Klue’s Information Security Program includes specific security requirements for its personnel and all Subprocessors or agents who have access to Personal Data (“Data Personnel”). Klue’s security requirements cover the following areas:
- Physical Access Controls: Klue shall take reasonable measures, such as security Personnel and secured buildings and premises, to prevent unauthorized persons from gaining physical access to Personal Data.
- System Access Controls: Klue shall take reasonable measures to prevent Personal Data from being used without authorization. These controls may vary based on the nature of the processing undertaken and may include, among other controls, authentication via passwords and/or two-factor authentication, documented authorization processes, documented change management processes, and/or logging of access on several levels.
- Data Access Controls: Klue shall take reasonable measures to provide that Personal Data is accessible and manageable only by properly authorized staff, direct database query access is restricted, and application access rights are established and enforced to ensure that persons entitled to use a data processing system only have access to the Personal Data to which they have privilege of access; and, that personal data cannot be read, copied, modified, or removed without authorization in the course of processing.
- Transmission Controls: Klue shall take reasonable measures to ensure it is possible to check and establish to which entities the transfer of Personal Data by means of data transmission facilities is envisaged so Personal Data cannot be read, copied, modified, or removed without authorization during electronic transmission or transport.
- Input Controls: Klue shall take reasonable measures to provide that it is possible to check and establish whether and by whom Personal Data has been entered into data processing systems, modified, or removed. Klue shall take reasonable measures to ensure that (i) the Personal Data source is under the control of Customer; and (ii) Personal Data integrated into Klue’s systems is managed by secured file transfer between Klue and data subject.
- Data Backup: Klue shall ensure that backups are made on a regular basis, are secured, and are encrypted when storing personal data to protect against accidental destruction or loss when hosted by Klue.
- Logical Separation: Klue shall ensure that data from Customer is logically segregated on Klue’s systems to ensure that Personal Data that is collected for different purposes may be processed separately.Information Security Policies and Standards. Klue will maintain written information security policies, standards and procedures addressing administrative, technical, and physical security controls and procedures. These policies, standards, and procedures shall be kept up to date, and revised whenever relevant changes are made to the information systems that use or store Personal Data.

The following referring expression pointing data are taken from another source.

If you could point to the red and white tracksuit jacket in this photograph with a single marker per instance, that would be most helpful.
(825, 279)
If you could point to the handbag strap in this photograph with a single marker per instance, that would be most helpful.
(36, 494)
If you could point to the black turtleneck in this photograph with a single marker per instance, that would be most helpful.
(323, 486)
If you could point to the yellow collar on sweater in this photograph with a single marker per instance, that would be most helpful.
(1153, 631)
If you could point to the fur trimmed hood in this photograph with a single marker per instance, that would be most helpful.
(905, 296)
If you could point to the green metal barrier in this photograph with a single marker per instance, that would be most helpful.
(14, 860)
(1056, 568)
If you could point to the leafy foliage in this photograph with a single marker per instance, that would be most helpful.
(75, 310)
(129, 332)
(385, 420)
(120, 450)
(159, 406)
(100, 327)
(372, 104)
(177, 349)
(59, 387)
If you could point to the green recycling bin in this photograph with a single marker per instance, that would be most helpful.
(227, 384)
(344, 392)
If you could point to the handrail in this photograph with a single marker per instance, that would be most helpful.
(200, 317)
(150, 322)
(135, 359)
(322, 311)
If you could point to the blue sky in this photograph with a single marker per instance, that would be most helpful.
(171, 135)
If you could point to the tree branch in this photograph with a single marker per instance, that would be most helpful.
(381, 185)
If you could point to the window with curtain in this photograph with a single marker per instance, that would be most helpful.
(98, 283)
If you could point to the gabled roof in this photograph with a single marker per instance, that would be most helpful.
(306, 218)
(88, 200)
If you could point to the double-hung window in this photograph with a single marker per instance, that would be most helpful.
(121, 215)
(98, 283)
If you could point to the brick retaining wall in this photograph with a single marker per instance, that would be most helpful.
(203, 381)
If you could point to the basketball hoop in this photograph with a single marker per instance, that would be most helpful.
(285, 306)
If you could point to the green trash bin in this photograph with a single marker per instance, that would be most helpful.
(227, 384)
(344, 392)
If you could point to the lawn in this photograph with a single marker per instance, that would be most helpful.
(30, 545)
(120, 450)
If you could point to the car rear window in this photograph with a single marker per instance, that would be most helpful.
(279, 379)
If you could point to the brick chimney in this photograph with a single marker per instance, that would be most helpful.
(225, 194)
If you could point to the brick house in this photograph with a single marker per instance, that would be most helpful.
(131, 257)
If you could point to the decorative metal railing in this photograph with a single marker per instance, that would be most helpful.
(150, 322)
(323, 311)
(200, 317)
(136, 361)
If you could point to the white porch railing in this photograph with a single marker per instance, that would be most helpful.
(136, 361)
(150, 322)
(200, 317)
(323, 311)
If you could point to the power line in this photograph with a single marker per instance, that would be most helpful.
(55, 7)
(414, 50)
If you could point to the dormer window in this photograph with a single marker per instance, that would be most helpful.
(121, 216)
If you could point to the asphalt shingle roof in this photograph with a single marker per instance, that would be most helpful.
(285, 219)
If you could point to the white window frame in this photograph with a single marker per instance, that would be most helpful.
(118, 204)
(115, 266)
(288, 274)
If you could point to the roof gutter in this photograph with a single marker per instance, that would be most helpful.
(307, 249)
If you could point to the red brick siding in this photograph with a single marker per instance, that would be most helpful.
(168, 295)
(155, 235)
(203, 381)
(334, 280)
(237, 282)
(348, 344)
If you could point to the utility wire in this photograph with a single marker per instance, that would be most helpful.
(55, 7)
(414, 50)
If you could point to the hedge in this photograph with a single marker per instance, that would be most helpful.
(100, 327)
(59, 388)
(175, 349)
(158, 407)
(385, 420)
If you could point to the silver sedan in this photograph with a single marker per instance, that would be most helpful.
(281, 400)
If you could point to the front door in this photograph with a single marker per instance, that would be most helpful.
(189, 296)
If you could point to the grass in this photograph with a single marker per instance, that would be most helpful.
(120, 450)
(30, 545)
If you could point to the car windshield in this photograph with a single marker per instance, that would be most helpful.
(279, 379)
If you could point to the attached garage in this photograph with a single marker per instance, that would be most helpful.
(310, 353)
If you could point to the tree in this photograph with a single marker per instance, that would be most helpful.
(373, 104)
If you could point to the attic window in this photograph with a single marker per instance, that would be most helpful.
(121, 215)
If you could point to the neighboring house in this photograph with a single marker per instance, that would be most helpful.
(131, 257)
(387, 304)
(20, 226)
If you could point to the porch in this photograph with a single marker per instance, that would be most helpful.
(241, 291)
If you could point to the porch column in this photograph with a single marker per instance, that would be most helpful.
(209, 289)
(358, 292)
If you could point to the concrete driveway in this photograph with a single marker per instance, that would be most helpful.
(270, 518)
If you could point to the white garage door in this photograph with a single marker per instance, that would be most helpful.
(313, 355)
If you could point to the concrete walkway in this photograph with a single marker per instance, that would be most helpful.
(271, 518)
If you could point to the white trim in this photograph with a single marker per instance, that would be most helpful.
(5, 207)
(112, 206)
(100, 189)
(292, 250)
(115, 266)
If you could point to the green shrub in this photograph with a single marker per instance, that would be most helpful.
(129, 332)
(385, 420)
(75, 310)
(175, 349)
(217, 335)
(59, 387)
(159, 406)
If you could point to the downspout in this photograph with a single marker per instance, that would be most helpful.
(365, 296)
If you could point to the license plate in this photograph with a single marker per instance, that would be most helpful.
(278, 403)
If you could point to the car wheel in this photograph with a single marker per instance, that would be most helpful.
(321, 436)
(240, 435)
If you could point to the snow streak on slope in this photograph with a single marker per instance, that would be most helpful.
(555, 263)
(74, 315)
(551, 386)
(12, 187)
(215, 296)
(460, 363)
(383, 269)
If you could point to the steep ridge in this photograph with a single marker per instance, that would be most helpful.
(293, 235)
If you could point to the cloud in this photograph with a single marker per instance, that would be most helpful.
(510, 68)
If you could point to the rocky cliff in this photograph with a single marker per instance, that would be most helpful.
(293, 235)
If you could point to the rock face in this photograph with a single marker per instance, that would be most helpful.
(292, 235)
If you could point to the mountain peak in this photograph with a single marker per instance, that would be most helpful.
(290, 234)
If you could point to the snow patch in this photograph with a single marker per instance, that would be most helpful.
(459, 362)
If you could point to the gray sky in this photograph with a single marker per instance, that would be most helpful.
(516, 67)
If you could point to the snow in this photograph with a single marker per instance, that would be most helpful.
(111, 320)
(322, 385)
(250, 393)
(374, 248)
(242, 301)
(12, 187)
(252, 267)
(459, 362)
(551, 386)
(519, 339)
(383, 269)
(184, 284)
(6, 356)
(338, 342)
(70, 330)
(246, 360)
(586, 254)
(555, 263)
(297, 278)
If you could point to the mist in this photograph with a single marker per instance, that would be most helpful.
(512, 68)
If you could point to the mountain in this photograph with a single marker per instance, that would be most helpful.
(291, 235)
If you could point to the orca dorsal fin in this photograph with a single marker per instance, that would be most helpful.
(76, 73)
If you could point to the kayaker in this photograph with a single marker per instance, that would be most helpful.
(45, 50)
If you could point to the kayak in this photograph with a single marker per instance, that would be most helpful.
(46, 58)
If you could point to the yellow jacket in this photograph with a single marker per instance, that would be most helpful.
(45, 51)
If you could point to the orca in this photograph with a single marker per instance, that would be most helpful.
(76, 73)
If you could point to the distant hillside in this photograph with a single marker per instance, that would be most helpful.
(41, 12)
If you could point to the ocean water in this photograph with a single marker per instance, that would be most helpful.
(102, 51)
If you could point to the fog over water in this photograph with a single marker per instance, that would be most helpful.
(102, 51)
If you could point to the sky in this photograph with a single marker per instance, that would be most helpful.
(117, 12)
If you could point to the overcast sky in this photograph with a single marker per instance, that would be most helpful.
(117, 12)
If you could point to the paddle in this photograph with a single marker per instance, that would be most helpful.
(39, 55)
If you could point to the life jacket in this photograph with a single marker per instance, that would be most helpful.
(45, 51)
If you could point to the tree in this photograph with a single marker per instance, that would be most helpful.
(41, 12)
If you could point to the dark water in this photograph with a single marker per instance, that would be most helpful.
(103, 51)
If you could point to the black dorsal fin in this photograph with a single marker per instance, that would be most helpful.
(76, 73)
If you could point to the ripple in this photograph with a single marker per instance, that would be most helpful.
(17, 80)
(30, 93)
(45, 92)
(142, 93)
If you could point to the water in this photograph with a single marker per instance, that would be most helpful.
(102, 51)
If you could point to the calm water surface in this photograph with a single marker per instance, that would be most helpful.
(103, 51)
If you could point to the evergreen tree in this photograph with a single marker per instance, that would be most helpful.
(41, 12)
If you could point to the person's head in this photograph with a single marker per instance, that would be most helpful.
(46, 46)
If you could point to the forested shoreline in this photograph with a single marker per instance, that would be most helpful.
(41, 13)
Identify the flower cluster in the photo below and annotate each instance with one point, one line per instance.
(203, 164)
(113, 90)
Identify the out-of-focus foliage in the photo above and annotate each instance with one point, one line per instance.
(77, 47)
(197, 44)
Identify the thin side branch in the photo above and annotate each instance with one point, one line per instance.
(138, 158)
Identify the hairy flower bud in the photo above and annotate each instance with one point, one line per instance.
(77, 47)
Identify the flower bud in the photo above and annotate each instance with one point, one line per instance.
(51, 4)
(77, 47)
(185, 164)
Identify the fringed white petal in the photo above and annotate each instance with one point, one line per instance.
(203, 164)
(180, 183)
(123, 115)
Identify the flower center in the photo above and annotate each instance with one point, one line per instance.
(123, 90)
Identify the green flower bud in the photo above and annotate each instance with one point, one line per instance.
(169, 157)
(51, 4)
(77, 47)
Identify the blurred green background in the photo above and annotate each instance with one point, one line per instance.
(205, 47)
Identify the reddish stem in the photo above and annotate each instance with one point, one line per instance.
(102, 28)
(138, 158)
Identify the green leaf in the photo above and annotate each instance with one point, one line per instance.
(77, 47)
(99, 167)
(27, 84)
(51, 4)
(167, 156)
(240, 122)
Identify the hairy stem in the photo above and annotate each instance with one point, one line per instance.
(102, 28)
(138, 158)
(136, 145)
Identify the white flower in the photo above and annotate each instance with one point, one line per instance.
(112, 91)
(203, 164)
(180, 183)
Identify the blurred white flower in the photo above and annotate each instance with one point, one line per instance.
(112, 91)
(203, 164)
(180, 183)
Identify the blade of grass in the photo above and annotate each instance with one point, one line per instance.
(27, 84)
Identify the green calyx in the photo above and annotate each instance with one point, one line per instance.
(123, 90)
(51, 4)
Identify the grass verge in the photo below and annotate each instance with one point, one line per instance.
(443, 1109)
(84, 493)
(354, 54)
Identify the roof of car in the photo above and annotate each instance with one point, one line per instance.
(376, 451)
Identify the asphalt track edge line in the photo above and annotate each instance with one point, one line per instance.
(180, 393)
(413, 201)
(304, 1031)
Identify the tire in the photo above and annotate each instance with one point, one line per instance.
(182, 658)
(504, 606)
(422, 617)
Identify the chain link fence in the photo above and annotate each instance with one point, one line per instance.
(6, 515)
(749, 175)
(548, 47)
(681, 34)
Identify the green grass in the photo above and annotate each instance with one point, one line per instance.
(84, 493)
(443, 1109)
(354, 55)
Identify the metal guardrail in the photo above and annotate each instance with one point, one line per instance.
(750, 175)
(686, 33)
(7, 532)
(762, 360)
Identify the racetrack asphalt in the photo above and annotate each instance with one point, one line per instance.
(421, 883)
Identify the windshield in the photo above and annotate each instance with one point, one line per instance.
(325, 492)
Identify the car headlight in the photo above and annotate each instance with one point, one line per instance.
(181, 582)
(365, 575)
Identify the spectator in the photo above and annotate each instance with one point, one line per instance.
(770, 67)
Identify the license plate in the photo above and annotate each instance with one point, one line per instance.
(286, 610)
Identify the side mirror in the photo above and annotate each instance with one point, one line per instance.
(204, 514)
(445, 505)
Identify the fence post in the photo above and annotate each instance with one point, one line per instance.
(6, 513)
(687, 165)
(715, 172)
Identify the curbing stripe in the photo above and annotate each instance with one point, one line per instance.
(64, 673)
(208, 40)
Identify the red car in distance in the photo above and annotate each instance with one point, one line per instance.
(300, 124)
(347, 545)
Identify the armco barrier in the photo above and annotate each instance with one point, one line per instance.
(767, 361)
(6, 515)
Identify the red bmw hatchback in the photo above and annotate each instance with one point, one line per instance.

For transfers to (sub-) processors, also describe the specific technical and organisational measures to be taken by the (sub-) processor to be able to provide assistance to the controller and, for transfers from a processor to a sub-processor, to the data exporter:
The processors and sub-processors of Klue are contractually obligated to implement technical and organisational measures no less protective than those provided by Klue under this DPA.